5:30 CHALLENGE

5:30 Challenge: Make this Alabama white sauce for a speedy chicken dinner

Alabama Chicken. CONTRIBUTED BY HENRI HOLLIS
Alabama Chicken. CONTRIBUTED BY HENRI HOLLIS
By Kate Williams
Aug 19, 2020

The first time I heard about Alabama white barbecue sauce, I wasn’t exactly convinced. As a firm Eastern Carolina vinegar sauce lover, I couldn’t understand why you would want to put mayonnaise on barbecue. However, like many converts, it only took one taste of the tangy, peppery sauce, slathered on smoked chicken, to change my mind.

One key, of course, is the chicken — the creamy sauce shines on milder poultry, turning into a caramelized glaze that adds both moisture and flavor to the meat. The other key? Use enough vinegar and pepper to enliven the rich mayo. I’ve concocted complicated Alabama white sauce recipes, but my favorite one is the simplest — mayonnaise, apple cider vinegar, a touch of sugar and hot sauce, and plenty of salt and pepper.

While this mixture is most often served on slow-cooked smoked whole chickens, the sauce can be easily employed with boneless skinless for a meal that’s ready in less than 30 minutes. If you’ve got a gas grill, fire it up to medium-high and let it do its thing. If not, use a broiler set to high and cook the chicken on a wire rack set inside a baking sheet. Either way, be sure to serve the chicken with the best summer tomatoes you can get your hands on and plenty of warm bread to soak up the extra sauce.

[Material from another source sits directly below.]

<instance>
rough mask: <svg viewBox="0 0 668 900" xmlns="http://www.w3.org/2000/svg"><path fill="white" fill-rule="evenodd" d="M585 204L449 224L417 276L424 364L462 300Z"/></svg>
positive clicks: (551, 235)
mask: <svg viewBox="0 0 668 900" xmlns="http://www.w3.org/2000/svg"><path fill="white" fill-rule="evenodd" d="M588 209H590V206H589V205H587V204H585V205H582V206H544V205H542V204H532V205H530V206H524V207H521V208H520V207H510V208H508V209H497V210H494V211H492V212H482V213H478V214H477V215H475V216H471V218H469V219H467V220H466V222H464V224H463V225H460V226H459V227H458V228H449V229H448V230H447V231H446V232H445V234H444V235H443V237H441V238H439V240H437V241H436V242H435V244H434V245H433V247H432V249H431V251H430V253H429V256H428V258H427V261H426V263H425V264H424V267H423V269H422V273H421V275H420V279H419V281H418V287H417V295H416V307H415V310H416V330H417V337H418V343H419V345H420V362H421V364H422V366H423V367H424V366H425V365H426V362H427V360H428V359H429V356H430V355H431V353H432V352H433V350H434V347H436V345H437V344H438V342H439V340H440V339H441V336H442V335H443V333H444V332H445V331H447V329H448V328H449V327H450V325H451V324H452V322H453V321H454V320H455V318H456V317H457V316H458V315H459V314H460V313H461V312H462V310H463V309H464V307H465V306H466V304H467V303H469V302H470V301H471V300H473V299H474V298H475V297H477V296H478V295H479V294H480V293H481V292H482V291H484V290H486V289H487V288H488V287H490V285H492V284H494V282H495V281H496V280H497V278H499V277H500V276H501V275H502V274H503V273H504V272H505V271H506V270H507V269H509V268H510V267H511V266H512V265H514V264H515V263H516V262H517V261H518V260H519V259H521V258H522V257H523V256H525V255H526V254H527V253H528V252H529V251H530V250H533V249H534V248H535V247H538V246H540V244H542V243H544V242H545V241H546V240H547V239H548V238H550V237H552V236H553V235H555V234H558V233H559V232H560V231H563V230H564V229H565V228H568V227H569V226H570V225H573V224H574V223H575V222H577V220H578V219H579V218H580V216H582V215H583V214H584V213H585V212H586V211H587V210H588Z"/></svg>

Alabama Chicken. CONTRIBUTED BY HENRI HOLLIS
Alabama Chicken. CONTRIBUTED BY HENRI HOLLIS
Alabama Chicken
  • 3/4 cup mayonnaise, preferably Duke’s
  • 1/4 cup apple cider vinegar
  • 1 tablespoon sugar
  • 1 teaspoon hot sauce, plus more to taste
  • Kosher salt and freshly ground black pepper
  • 1 1/2 pounds boneless, skinless chicken thighs
  • On the side: Tomato salad and warm bread
  • Arrange an oven rack in the highest position and heat the broiler to high (see note for grilling instructions). Line a rimmed baking sheet with a broiler-safe (not non-stick) wire cooling rack.
  • In a medium bowl, whisk together the mayonnaise, vinegar, sugar, hot sauce, 1/4 teaspoon salt, and 1/2 teaspoon pepper. Transfer about half of the sauce to a serving bowl or small pitcher and set aside for serving.
  • Season the chicken thighs with additional salt, then transfer to the medium bowl with the remaining sauce and toss well to coat. Transfer to the prepared baking sheet, leaving any remaining sauce behind in the bowl. Broil until the first side is beginning to brown, about 5 minutes. Flip the chicken, then brush with a little additional sauce from the medium bowl. Continue to broil until the second side begins to char, 7 to 10 minutes. Flip the chicken and brush with one last coating of sauce. Return to the broiler and cook until charred on the second side, about another 5 minutes.
  • Transfer to a platter and serve with the reserved sauce, salad, and bread on the side.
  • Note: You can use a gas grill to cook the chicken thighs. Heat the grill to medium-high before adding the chicken and grill, covered, basting as directed above, until cooked through and charred, 15 to 20 minutes. Serves 4.

Nutritional information

Per serving: Per serving: 331 calories (percent of calories from fat, 47), 33 grams protein, 10 grams carbohydrates, trace fiber, 17 grams total fat (3 grams saturated), 163 milligrams cholesterol, 1,786 milligrams sodium.